While all the Star Wars fans out there have been loving Carrie Fisher for decades, there are some people in this galaxy who are more recent fans of her writing than her gold bikini and ear buns. I am one of those people.
Although my significant other’s nickname brings more Star Wars references into my life than I would otherwise have, I’m more interested in Fisher’s writing than her iconic movie character. After her sudden passing in December, my PO box was inundated with magazine articles about Fisher’s life. While learning about her background via those articles was interesting, what caught my eye the most were the excerpts and quotes from a few of her books that were published in these magazines. The more I read, the more I came to the realization that Carrie Fisher is funny! So, I purchased the New York Times bestseller Wishful Drinking.
Published in 2008, almost 10 years prior to her untimely death, the book is (surprisingly) full of information about her upbringing and rather than her time on the set of the various Star Wars films. Dedicated to her daughter Billie Lourd, the first few pages of the book feature newspaper, magazine, and tabloid headlines chronicling Fisher’s crazy life. As the daughter of two movie stars, Eddie Fisher and Debbie Reynolds (known in the 1950s as “American’s Sweethearts”), Carrie’s existence was literally recounted by the media since birth. The headlines range from “Eddie Fisher Leaves Debbie Reynolds And Two Infants For Elizabeth Taylor” to “Princess Leia Overdoses At Cedars-Sinai.” While Fisher clearly read gnarly headlines about herself for years, I thought it was funny that she started her book with these clippings. It definitely set the tone for what would end up being an extremely sarcastic, darkly funny, and borderline self-deprecating book.
Fisher jumps right in by unapologetically explaining that her parents “were professionally committed to sticking out” so most of time she found herself “sticking out right along with them.” So goes the life of celebrity offspring. She describes herself as a “product of Hollywood inbreeding” and even includes a chart of her family tree (if you can even call it that) which depicts her parents’ many marriages and resulting children. Actually, it’s more like a tangled, sprawling tree that has so many twisty branches it’s almost a tree monster.
Throughout the book, she unabashedly discusses her drug and alcohol addictions, her experience with electroshock therapy (apparently her memory is shot), her marriage to Paul Simon, her time in a mental institution, and how her family is the main culprit for all her issues. An interesting aspect that Fisher continually points out is how normal her brother Todd turned out compared to her. In fact, she describes him as the “hogger of all the sanity available in [their] freak family.”
- Christopher Walken was almost cast as Hans Solo.
- Paul Simon songs written about Carrie Fisher include “She Moves On,” “Allergies,” and “Heart and Bones.”
- Carrie Fisher was friends with Bob Dylan.
- She also had a telephone relationship with Cary Grant.
- Ozzy Osbourne was in rehab with her.
A few of my favorite quotes:
“I don’t know the difference between movies and real life.”

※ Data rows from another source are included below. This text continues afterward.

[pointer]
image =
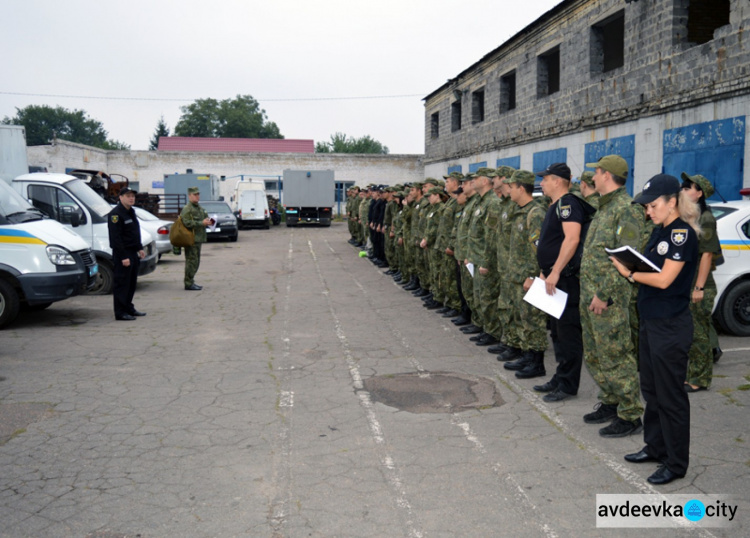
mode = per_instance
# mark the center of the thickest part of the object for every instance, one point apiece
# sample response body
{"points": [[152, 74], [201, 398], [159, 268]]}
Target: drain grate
{"points": [[437, 392]]}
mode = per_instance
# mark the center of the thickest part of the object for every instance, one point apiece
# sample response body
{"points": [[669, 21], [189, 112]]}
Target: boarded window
{"points": [[608, 43], [508, 92], [477, 106], [548, 72], [704, 18], [456, 116]]}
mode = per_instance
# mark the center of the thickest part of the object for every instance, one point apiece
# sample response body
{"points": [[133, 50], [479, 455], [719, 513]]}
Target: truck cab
{"points": [[75, 205], [41, 261]]}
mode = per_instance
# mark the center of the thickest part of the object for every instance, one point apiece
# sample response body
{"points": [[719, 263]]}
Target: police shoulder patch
{"points": [[679, 236]]}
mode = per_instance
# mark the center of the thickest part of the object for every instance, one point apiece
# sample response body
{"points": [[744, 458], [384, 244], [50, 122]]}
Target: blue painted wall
{"points": [[714, 149], [513, 162]]}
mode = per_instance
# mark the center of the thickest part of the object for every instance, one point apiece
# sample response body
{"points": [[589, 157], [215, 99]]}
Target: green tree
{"points": [[43, 123], [240, 117], [161, 130], [340, 143]]}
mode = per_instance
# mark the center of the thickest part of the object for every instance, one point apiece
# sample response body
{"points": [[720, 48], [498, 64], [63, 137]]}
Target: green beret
{"points": [[587, 178], [523, 177], [702, 182], [484, 172], [505, 171]]}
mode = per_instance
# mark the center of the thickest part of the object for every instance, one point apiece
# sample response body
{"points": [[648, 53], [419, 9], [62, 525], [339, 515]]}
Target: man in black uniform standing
{"points": [[559, 257], [127, 253]]}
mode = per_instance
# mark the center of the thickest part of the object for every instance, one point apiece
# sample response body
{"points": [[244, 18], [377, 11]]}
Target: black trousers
{"points": [[123, 288], [567, 339], [663, 355]]}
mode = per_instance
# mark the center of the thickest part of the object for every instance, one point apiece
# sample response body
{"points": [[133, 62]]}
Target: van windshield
{"points": [[14, 209], [88, 197]]}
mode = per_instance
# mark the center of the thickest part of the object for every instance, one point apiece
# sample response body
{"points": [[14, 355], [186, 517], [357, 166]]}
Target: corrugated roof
{"points": [[243, 145]]}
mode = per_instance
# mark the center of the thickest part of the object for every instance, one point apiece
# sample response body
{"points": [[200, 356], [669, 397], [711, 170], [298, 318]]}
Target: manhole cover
{"points": [[438, 392]]}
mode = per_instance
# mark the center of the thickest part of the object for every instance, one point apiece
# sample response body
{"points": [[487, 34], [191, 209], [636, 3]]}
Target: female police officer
{"points": [[666, 325]]}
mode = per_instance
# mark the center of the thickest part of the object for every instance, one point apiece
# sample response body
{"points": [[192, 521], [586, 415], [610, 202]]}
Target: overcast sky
{"points": [[126, 63]]}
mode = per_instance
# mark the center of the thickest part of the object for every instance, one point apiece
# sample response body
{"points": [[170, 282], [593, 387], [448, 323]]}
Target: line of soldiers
{"points": [[471, 246]]}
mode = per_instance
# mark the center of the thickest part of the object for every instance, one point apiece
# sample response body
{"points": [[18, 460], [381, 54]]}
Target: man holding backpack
{"points": [[559, 256]]}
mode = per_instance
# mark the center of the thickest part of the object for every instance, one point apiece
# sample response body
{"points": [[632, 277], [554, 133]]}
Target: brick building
{"points": [[664, 83]]}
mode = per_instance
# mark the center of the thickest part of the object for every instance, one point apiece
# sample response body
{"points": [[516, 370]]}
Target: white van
{"points": [[252, 209], [71, 202], [41, 261]]}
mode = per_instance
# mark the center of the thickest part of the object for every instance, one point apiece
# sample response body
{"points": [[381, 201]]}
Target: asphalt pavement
{"points": [[303, 393]]}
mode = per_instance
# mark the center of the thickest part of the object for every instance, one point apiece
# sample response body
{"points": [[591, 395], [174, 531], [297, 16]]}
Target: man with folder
{"points": [[559, 256]]}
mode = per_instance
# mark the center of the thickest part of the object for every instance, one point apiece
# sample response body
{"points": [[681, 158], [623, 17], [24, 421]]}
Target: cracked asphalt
{"points": [[241, 410]]}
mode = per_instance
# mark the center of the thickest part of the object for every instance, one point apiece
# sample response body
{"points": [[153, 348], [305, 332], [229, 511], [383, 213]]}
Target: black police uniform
{"points": [[125, 240], [566, 331], [665, 336]]}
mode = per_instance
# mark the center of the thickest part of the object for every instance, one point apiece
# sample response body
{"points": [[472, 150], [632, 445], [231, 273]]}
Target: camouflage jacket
{"points": [[192, 216], [461, 249], [525, 229], [615, 224], [478, 243], [447, 220], [506, 209], [432, 223]]}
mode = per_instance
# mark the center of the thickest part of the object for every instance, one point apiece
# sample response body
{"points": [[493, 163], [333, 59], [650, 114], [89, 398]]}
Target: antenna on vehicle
{"points": [[716, 190]]}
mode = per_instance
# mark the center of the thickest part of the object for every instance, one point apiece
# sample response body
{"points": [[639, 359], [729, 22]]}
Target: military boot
{"points": [[535, 368], [510, 353], [527, 358]]}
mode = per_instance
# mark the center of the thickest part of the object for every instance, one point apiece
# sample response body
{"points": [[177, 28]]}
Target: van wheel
{"points": [[104, 279], [734, 310], [9, 303]]}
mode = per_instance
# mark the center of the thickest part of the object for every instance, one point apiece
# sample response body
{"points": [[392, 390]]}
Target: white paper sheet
{"points": [[551, 304]]}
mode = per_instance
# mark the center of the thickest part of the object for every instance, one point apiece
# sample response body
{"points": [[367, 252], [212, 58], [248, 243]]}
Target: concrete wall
{"points": [[147, 167], [648, 142], [665, 82]]}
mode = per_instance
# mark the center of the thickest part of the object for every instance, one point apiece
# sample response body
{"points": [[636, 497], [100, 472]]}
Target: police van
{"points": [[41, 261], [71, 202]]}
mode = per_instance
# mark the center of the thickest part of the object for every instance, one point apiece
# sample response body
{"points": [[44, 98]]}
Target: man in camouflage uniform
{"points": [[528, 325], [431, 225], [419, 220], [447, 287], [195, 218], [482, 253], [605, 302], [506, 210], [415, 193], [588, 191]]}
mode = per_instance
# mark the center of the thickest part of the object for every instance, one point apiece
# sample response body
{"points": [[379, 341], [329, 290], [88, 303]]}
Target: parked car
{"points": [[226, 222], [732, 306], [157, 227]]}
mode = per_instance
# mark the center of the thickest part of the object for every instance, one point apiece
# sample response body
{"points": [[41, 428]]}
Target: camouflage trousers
{"points": [[422, 266], [504, 310], [486, 289], [701, 359], [610, 358], [447, 281], [527, 329], [192, 262], [390, 251], [435, 258]]}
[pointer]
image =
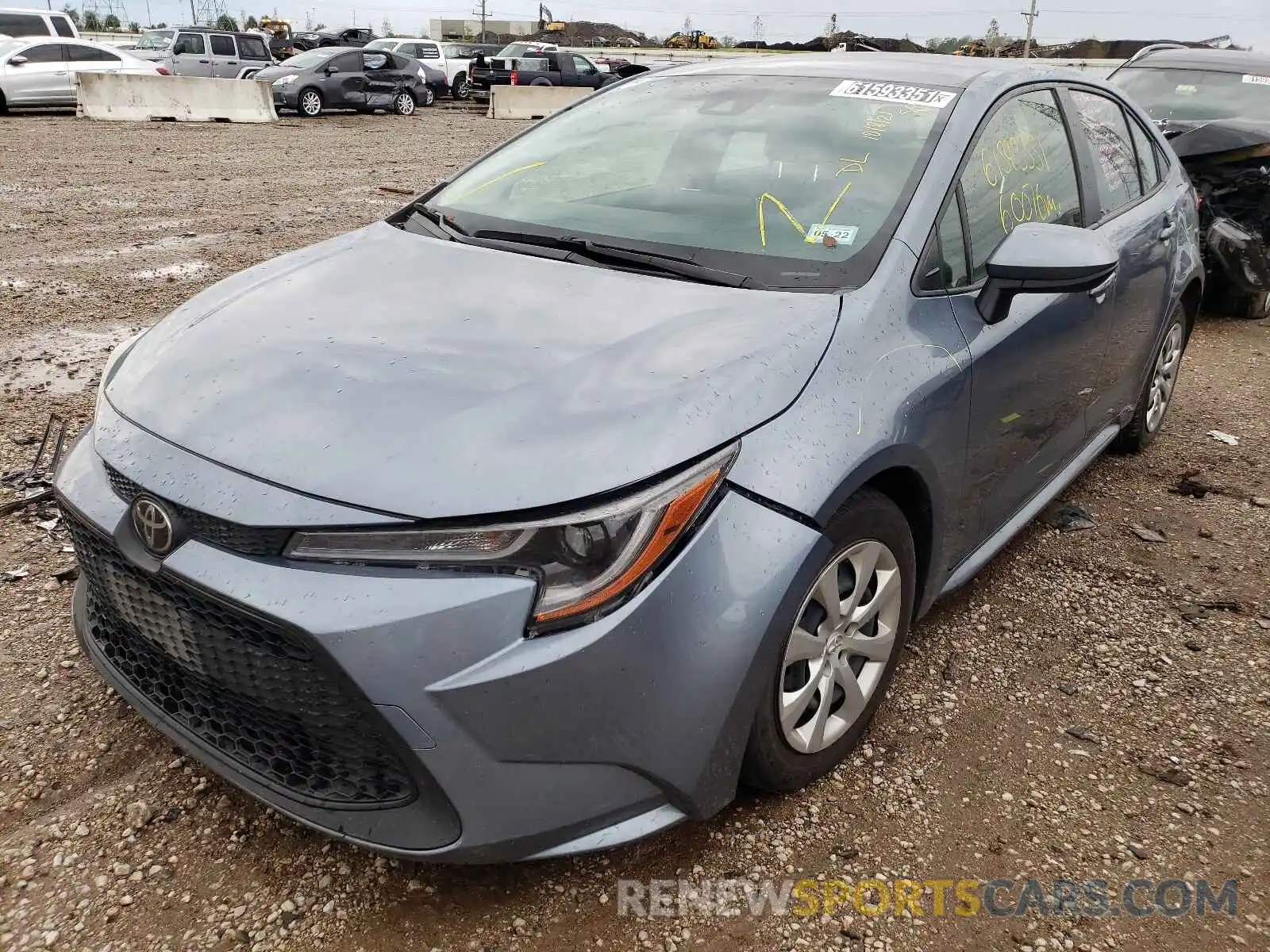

On Paul Simon: “I loved this man’s lyrics. They were one of the reasons I fell in love with words.”
“If my life wasn’t funny it would just be true, and that is unacceptable.”
When asked by her daughter Billie if she is related to Rhys Tivey: “You’re related by scandal.”
“It was complicated to go out in public with my mother because she was very famous. She belonged to the world…In a way, my mother was an event.”
After reading her father’s novel – Been There, Done That – which Fisher describes as an account of all the women her dad slept with, she said: “I wanted to get my DNA fumigated.”
“When you are a survivor, in order to be a really good one, you have to keep getting in trouble to show off your gift.”
“All of my friends made fun of me because they said the title of the film sounded like a fight between my original parents – Star Wars!”
“Forty-three years ago, George Lucas ruined my life. And I mean that in the nicest way possible.”
“It’s important to be able to distinguish the difference between a problem and an inconvenience.”
“I heard someone say that I didn’t have to like meetings, I just had to go to them. Well this was a revelation to me! I thought I had to like everything I did.”
Describing herself while trying to get sober: “Quick to excite, to agitate, to engage, to anger – I was heading straight up into the rafters of my overly good or bad time.”
Carrie to Billie: “If you want to be a comic, you have to be a writer. But don’t worry, you have tons of material.”
“I want to get old with someone – not because of them.”
“Resentment is like drinking a poison and waiting for the other person to die.”
“Saying you’re an alcoholic and an addict is like saying you’re from Los Angeles and from California.”
I can see why Wishful Drinking is a New York Times bestseller – it’s witty, raw, brazen, and includes an abundance of juicy details about someone who nerds have been fantasizing about for decades. Fisher is an excellent writer and because of her ability to write as (I imagine) she talks, the 163 pages flew by. If you’re a fan of Star Wars, of course read it. If you like celebrity scandal, definitely jump right in. If you appreciate someone has seen a few things and been a few places providing the titillating details in a prolific way, this book is definitely for you. For Fisher, honestly is definitely the best policy.